Review: I've always wondered what was it that keeps the Bond film machine going for 50 years. As a film fan, I was getting tired of the same formula: Bond goes on a mission, and through one liners, death defying stunts, gadgets and pretty ladies, he kills the villain and saves the day. Every time. Even Daniel Craig's version of James Bond, who takes everything personally, was wearing me down.
Sam Mendes, to his credit, along with scriptwriters Neal Purvis, Robert Wade and John Logan, have made a Bond film that really stands out in Skyfall. Don't get me wrong, the familiar formula is still more or less there, so no groundbreaking approach here. But it's a compelling take on the most famous secret agent in history, and Mendes and company have done an outstanding job in making every second on film count.
The plot actually resembles Christopher Nolan's Dark Knight trilogy, and even Mendes has admitted his inspiration from there. If you've seen Nolan's take on Batman, you'll notice the similarities here, of a hero who has to rediscover his abilities in order to do his job, as well as Javier Bardem's villain who is somewhat like Heath Ledger's Joker, minus the makeup and grandeur.
The film also scores technically, with Roger Deakins (The Assassination of Jesse James by the Coward Robert Ford, No Country For Old Men, Jarhead among others) capturing the beautiful scenery of Shanghai, Macau and Scotland. The fight scenes are well shot too, and Thomas Newman does a good job with the music, even sampling the familiar 60s Bond theme during the reintroduction of a familiar Bond vehicle from that era (one of my favorite parts of this film).

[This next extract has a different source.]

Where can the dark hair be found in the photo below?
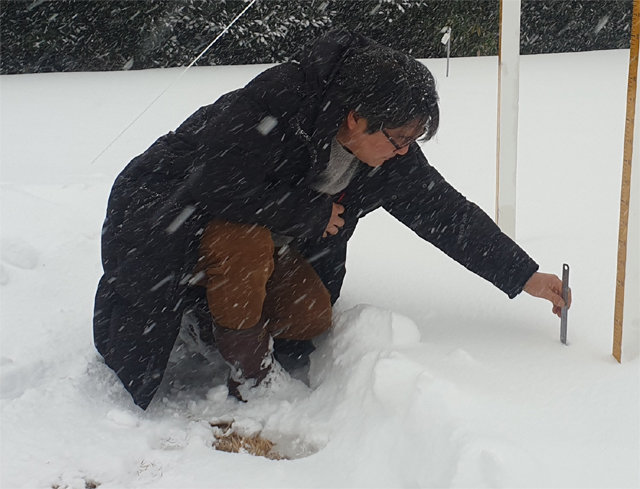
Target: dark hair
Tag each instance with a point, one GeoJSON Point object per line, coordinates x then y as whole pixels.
{"type": "Point", "coordinates": [389, 89]}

The last two Bond films focused on his relationship with Vesper Lynd, but this time it's with M, and it is so well done. Bond and M's love hate relationship is put to the test as she chooses to rely on her number one guy who isn't as good as he used to be, while he has to put aside any resentment he has towards her to do his job. Daniel Craig and Judi Dench are fantastic here, playing off each other splendidly that it overshadows everything else on film. Coming in a close second to them is Javier Bardem as Bond villain Silva, who in some way is a tragic bad guy, only wanting retribution against M for her past actions. Bardem is charismatic in his role, looking charming and demented at the same time, and nearly steals the show.
Ralph Fiennes is also great in the role of Mallory, M's superior while Berenice Marlohe and Naomie Harris play the sort of Bond girls, the former making a good impression with her limited screen time, the latter being somewhat dull. I also liked Ben Whishaw as a young Q, looking like a college nerd but still managing to hold his own against 007.
If there's anything wrong with this film, it's the rather anticlimactic end to the Bond-M-Silva triangle, and the aforementioned Naomie Harris. But overall I can't deny that this is one of the most entertaining Bond films I've seen in a while. Recommended. (4/5)
P.S.: The Adele theme song is not bad, but I still prefer Duran Duran's A View To A Kill.